No início dessa temporada, o ala do Los Angeles Lakers anunciou que se aposenta no fim do ano, aos 37 anos, em uma carta na qual declarou seu amor ao basquete.

Em uma “turnê de despedida”, Bryant segue arrancando aplausos em todos os ginásios que atuou na liga. Hoje, em Toronto, ele terá outra chance de ser ovacionado.

Na votação pública para o All-Star Game dessa temporada, mesmo sem atuar em sua plenitude na primeira metade do campeonato, o “Black Mamba” liderou com folgas. Foram 1.891.614 de votos, contra 1.604.325 do segundo, Stephen Curry, atual MVP e campeão da NBA pelo Golden State Warriors.

O motivo pode ser simples.

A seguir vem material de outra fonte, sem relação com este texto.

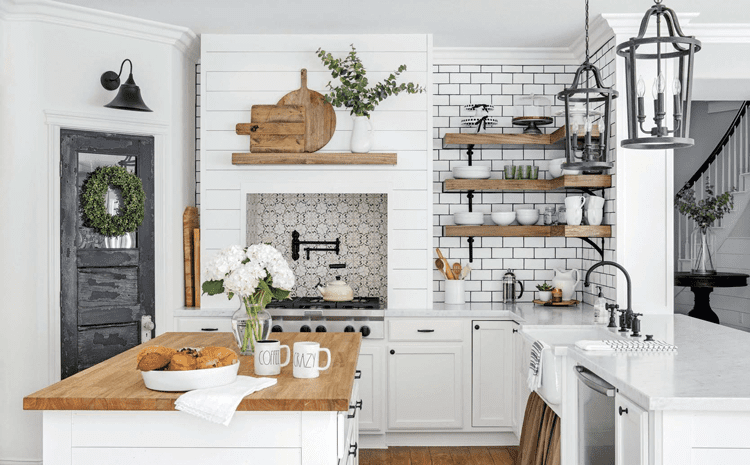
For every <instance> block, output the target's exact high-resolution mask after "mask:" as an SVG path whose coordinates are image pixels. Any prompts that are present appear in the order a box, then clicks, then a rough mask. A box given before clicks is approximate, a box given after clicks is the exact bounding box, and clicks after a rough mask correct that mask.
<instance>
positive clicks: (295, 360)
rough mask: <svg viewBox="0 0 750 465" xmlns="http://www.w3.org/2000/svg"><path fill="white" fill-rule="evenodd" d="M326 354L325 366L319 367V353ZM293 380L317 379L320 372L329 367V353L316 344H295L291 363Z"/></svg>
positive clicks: (324, 349)
mask: <svg viewBox="0 0 750 465" xmlns="http://www.w3.org/2000/svg"><path fill="white" fill-rule="evenodd" d="M321 352H325V353H327V354H328V363H327V364H326V366H324V367H321V366H320V353H321ZM292 366H293V370H292V373H293V374H294V377H295V378H317V377H318V376H320V371H321V370H327V369H328V368H330V366H331V351H330V350H328V349H326V348H324V347H323V348H321V347H320V344H319V343H317V342H295V343H294V362H293V363H292Z"/></svg>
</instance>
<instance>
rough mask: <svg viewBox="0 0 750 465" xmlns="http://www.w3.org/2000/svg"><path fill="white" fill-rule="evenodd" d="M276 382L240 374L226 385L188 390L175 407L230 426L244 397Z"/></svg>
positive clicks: (188, 412) (223, 424)
mask: <svg viewBox="0 0 750 465" xmlns="http://www.w3.org/2000/svg"><path fill="white" fill-rule="evenodd" d="M274 384H276V380H275V379H273V378H253V377H251V376H238V377H237V380H236V381H235V382H233V383H230V384H225V385H224V386H217V387H214V388H208V389H196V390H194V391H189V392H186V393H185V394H183V395H181V396H180V397H178V398H177V400H176V401H175V404H174V407H175V408H176V409H177V410H181V411H183V412H185V413H189V414H190V415H195V416H196V417H199V418H203V419H204V420H208V421H211V422H214V423H220V424H222V425H224V426H228V425H229V422H230V421H232V417H233V416H234V412H235V411H236V410H237V406H238V405H240V402H242V399H243V398H244V397H245V396H247V395H250V394H252V393H253V392H256V391H260V390H261V389H265V388H267V387H271V386H273V385H274Z"/></svg>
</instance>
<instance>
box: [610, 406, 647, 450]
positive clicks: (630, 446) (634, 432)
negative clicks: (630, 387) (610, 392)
mask: <svg viewBox="0 0 750 465" xmlns="http://www.w3.org/2000/svg"><path fill="white" fill-rule="evenodd" d="M615 455H616V459H615V465H648V412H647V411H646V410H644V409H642V408H641V407H639V406H638V405H636V404H634V403H633V402H632V401H631V400H630V399H628V398H627V397H625V396H623V395H621V394H617V395H615Z"/></svg>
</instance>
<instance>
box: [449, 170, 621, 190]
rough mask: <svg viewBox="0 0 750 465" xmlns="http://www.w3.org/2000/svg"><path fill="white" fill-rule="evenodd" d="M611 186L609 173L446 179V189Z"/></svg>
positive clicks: (570, 187) (604, 186)
mask: <svg viewBox="0 0 750 465" xmlns="http://www.w3.org/2000/svg"><path fill="white" fill-rule="evenodd" d="M576 187H580V188H587V189H604V188H607V187H612V175H611V174H591V175H588V174H586V175H564V176H560V177H559V178H555V179H446V180H445V184H444V190H445V191H446V192H448V191H468V190H473V191H553V190H558V189H569V188H576Z"/></svg>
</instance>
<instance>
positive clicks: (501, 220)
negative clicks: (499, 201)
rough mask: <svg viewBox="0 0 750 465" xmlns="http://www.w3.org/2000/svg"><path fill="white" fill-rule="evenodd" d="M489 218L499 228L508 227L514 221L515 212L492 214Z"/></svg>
mask: <svg viewBox="0 0 750 465" xmlns="http://www.w3.org/2000/svg"><path fill="white" fill-rule="evenodd" d="M490 217H491V218H492V222H493V223H495V224H497V225H500V226H508V225H509V224H511V223H512V222H513V221H515V220H516V212H494V213H493V214H492V215H490Z"/></svg>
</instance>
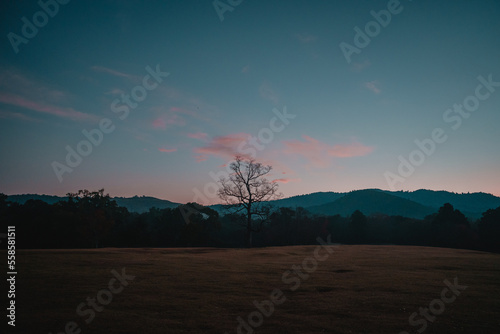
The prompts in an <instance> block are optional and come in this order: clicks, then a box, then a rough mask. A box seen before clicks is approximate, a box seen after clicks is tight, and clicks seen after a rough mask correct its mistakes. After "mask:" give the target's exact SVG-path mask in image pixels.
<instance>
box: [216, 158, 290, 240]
mask: <svg viewBox="0 0 500 334" xmlns="http://www.w3.org/2000/svg"><path fill="white" fill-rule="evenodd" d="M230 168H231V170H232V173H231V175H229V177H228V178H221V179H220V181H219V182H220V184H221V188H220V189H219V191H218V195H219V197H220V198H221V199H222V200H223V201H224V202H225V203H226V204H227V206H228V207H229V208H232V209H233V213H238V212H244V213H245V215H246V221H245V222H244V226H245V227H246V237H245V242H246V246H247V247H252V232H258V231H260V229H261V228H262V223H263V222H264V220H265V219H266V218H267V215H268V214H269V207H266V206H264V205H262V204H261V203H262V202H265V201H271V200H275V199H278V198H280V197H281V196H282V194H278V193H277V191H278V184H277V183H274V182H269V181H268V180H267V179H266V178H265V177H264V176H265V175H267V174H269V172H271V169H272V167H271V166H269V165H268V166H264V165H262V164H261V163H259V162H256V161H255V160H254V159H244V158H243V157H241V156H236V157H235V161H234V162H232V163H231V165H230ZM254 216H257V217H259V218H260V224H258V227H255V226H254V225H253V220H252V218H253V217H254Z"/></svg>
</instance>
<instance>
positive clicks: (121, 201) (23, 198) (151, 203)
mask: <svg viewBox="0 0 500 334" xmlns="http://www.w3.org/2000/svg"><path fill="white" fill-rule="evenodd" d="M30 199H32V200H41V201H44V202H46V203H48V204H54V203H57V202H59V201H67V200H68V197H62V196H51V195H36V194H26V195H10V196H9V197H8V198H7V201H10V202H14V203H19V204H24V203H26V202H27V201H28V200H30ZM112 199H113V200H115V201H116V203H117V204H118V205H119V206H122V207H125V208H127V209H128V211H130V212H138V213H143V212H148V211H149V209H150V208H152V207H156V208H158V209H165V208H176V207H177V206H179V205H180V203H174V202H171V201H167V200H164V199H159V198H155V197H149V196H141V197H139V196H134V197H129V198H127V197H112Z"/></svg>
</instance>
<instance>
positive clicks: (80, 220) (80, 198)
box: [67, 189, 118, 248]
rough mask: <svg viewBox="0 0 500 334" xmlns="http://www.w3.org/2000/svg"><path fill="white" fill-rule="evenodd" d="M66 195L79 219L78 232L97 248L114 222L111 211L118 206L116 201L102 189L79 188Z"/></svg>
mask: <svg viewBox="0 0 500 334" xmlns="http://www.w3.org/2000/svg"><path fill="white" fill-rule="evenodd" d="M67 196H68V198H69V199H68V206H69V207H71V208H72V209H73V210H74V211H75V212H76V213H77V215H78V218H79V219H80V222H79V223H80V233H81V234H82V235H84V236H85V237H86V238H87V239H88V240H89V241H91V243H92V244H93V245H95V247H96V248H98V247H99V246H100V243H101V242H102V239H103V238H104V237H105V236H106V235H107V234H108V232H109V231H110V230H111V228H112V227H113V225H114V223H115V221H114V219H113V213H114V211H115V210H116V209H117V208H118V205H117V203H116V201H114V200H111V198H110V197H109V194H106V195H104V189H100V190H98V191H92V192H91V191H88V190H87V189H85V190H79V191H78V192H76V193H68V194H67Z"/></svg>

Analisando a lista de recordes (apenas no fim de semana das estrelas), o ala aparece em primeiro nos quesitos: mais MVPs (quatro), mais escolhas consecutivas (17), mais partidas como titular (16), mais pontos (280), mais jovem a vencer o concurso de enterradas (18 anos, em 1997), apenas para citar alguns deles.

Na carreira, Kobe ainda é o terceiro maior pontuador da história da NBA, com 33.243, contra 38.387 de Kareem Abdul-Jabbar, e décimo em média de pontos (25,1 por jogo).

O palco do confronto de hoje é casa do Toronto Raptors, time contra quem o jogador tem uma das mais felizes lembranças de sua carreira.

Em 2006, no ginásio do Lakers, o ala marcou 81 pontos em 42 minutos contra os canadenses, tornando-se o segundo maior pontuador da história em um jogo – atrás de Wilt Chamberlain, com 100 pontos em 1962.

Com tantos números e recordes, aos 37 anos, Kobe já deixou para trás o status de estrela. De raridade ímpar, o “Cometa Bryant” faz sua última aparição no All-Star Game.